Linda M. Haines
Professor
Department of Statistical Sciences
University of Cape Town
South Africa
Biography
I obtained my first degree, a double first in Chemistry from the University of Cambridge, in 1965 and a Ph.D. in Inorganic Chemistry from UNISA in 1970. I worked in Chemistry at the NCRL, CSIR, in Pretoria from 1967 to 1971 and lectured in Chemistry at the Medical School at UCT in 1975. I began my career in Statistics, studying through UNISA while my children were small. I joined the Department of Statistics and Biometry at the University of Natal in 1978 as a Lecturer and was promoted to Senior Lecturer in 1984, Associate Professor in 1994 and full Professor in 1998. I was appointed as Full Professor in the Department of Statistical Sciences at UCT in 2005 and moved down to Cape Town in January of that year. I have spent sabbatical leave at the University of Cambridge in the U.K. and at the Universities of North Carolina, Purdue and Ohio State in the USA. I have been involved in various activities in the Statistical community both nationally and internationally.
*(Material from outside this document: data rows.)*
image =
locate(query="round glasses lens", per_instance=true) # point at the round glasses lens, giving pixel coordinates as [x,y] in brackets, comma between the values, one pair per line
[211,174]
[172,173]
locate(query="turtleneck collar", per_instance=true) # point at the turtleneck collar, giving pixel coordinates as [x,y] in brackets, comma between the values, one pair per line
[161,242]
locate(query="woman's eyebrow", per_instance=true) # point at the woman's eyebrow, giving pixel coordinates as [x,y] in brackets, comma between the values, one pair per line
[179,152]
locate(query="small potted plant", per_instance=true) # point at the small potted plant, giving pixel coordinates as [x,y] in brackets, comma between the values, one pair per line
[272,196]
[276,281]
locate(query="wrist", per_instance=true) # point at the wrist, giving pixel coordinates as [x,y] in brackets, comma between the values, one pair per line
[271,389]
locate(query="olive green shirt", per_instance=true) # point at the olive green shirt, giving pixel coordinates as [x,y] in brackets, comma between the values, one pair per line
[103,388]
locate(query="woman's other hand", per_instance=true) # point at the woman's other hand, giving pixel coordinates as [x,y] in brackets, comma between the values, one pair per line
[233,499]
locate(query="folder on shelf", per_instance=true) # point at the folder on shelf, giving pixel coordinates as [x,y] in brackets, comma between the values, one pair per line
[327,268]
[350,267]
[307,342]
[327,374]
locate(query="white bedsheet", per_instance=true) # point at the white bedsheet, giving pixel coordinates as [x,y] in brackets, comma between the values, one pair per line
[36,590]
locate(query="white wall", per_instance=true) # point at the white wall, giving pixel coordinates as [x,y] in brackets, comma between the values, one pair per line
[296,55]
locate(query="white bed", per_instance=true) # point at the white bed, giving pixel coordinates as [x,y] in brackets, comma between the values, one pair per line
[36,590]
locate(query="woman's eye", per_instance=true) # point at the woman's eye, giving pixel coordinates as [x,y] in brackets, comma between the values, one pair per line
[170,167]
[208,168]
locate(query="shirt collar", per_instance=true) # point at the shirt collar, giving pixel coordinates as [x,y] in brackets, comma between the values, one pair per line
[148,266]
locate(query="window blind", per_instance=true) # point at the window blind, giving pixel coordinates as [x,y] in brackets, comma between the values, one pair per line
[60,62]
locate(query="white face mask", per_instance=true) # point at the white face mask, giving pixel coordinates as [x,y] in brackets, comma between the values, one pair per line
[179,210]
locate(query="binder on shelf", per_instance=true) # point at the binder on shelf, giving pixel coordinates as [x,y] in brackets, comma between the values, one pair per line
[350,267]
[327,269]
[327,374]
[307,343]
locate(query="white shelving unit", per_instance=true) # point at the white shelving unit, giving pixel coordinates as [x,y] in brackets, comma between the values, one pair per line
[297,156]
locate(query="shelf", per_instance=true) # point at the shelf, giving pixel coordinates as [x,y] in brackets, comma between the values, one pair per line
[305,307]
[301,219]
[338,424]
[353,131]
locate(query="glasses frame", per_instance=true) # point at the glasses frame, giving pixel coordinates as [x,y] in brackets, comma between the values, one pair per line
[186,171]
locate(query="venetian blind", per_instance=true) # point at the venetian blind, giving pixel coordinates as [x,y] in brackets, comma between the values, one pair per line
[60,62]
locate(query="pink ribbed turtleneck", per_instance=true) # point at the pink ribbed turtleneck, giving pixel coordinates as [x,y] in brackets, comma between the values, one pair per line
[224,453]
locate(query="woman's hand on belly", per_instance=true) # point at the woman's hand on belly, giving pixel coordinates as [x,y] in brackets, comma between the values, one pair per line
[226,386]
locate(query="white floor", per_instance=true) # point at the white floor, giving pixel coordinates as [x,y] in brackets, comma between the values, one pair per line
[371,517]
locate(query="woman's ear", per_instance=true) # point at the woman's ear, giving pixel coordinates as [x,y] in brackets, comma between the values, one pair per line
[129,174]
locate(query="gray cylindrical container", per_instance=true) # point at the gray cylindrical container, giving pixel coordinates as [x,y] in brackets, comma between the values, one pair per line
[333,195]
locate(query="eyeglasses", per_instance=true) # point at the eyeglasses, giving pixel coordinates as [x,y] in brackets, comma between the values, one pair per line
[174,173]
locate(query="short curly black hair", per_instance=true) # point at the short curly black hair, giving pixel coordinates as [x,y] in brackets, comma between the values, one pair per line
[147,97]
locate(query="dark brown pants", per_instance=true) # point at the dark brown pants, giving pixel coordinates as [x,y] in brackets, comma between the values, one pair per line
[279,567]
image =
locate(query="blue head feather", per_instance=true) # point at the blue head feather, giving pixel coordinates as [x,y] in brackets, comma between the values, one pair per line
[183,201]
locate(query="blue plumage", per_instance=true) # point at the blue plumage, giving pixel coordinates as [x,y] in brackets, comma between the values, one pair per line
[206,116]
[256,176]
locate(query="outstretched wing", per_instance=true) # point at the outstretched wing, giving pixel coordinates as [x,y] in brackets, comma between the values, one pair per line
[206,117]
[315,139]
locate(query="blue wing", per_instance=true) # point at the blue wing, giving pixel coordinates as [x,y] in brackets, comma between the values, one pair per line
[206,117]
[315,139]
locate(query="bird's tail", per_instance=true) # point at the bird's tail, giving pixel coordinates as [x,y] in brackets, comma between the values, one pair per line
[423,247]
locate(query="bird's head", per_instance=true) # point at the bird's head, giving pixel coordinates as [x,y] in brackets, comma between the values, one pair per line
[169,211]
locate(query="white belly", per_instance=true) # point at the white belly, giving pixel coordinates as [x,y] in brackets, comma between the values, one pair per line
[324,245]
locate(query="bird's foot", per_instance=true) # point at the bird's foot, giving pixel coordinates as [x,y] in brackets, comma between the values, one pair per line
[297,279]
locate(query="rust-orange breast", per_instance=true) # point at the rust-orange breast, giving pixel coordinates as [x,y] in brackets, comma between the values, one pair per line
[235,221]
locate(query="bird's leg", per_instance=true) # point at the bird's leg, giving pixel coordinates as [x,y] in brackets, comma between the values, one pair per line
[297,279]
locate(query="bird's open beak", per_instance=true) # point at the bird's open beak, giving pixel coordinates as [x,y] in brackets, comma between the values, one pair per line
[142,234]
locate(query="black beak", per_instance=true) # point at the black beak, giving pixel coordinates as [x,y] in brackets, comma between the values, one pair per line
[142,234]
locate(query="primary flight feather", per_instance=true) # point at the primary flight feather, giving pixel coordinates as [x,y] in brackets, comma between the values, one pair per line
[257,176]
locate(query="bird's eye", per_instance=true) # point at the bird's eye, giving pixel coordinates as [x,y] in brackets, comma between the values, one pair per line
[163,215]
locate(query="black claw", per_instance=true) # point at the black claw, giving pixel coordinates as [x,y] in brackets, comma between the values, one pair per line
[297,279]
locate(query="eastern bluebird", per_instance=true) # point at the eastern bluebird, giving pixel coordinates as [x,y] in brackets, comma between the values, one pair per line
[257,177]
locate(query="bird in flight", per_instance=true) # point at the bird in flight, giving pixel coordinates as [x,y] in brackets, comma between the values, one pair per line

In particular I am a past-President of the South African Statistical Association and have served on a number of committees at the NRF. I also served on the Program Committee of the International Workshop in Statistical Modelling in 2006 and of the International Biometrics Conference in 2008. I was an Associate Editor for Statistical Modelling and for the Journal of Statistical Planning and Inference for many years and currently contribute to Maths Reviews. I have supervised 25 Masters and 3 doctoral theses and am currently co-supervising 1 Ph.D. student and 1 Masters student. I was invited to participate in the program on the Design and Analysis of Experiments at the Isaac Newton Institute for Mathematical Sciences at the University of Cambridge in 2011 and spent two months there. I will be returning to the Institute for a one-week follow-on meeting on Design and Analysis of Experiments in Healthcare Design in 2015.
Research Interest
The focus of my research is on design of experiments for linear and nonlinear models and on statistical modelling. In addition I am involved in a miscellany of applied projects.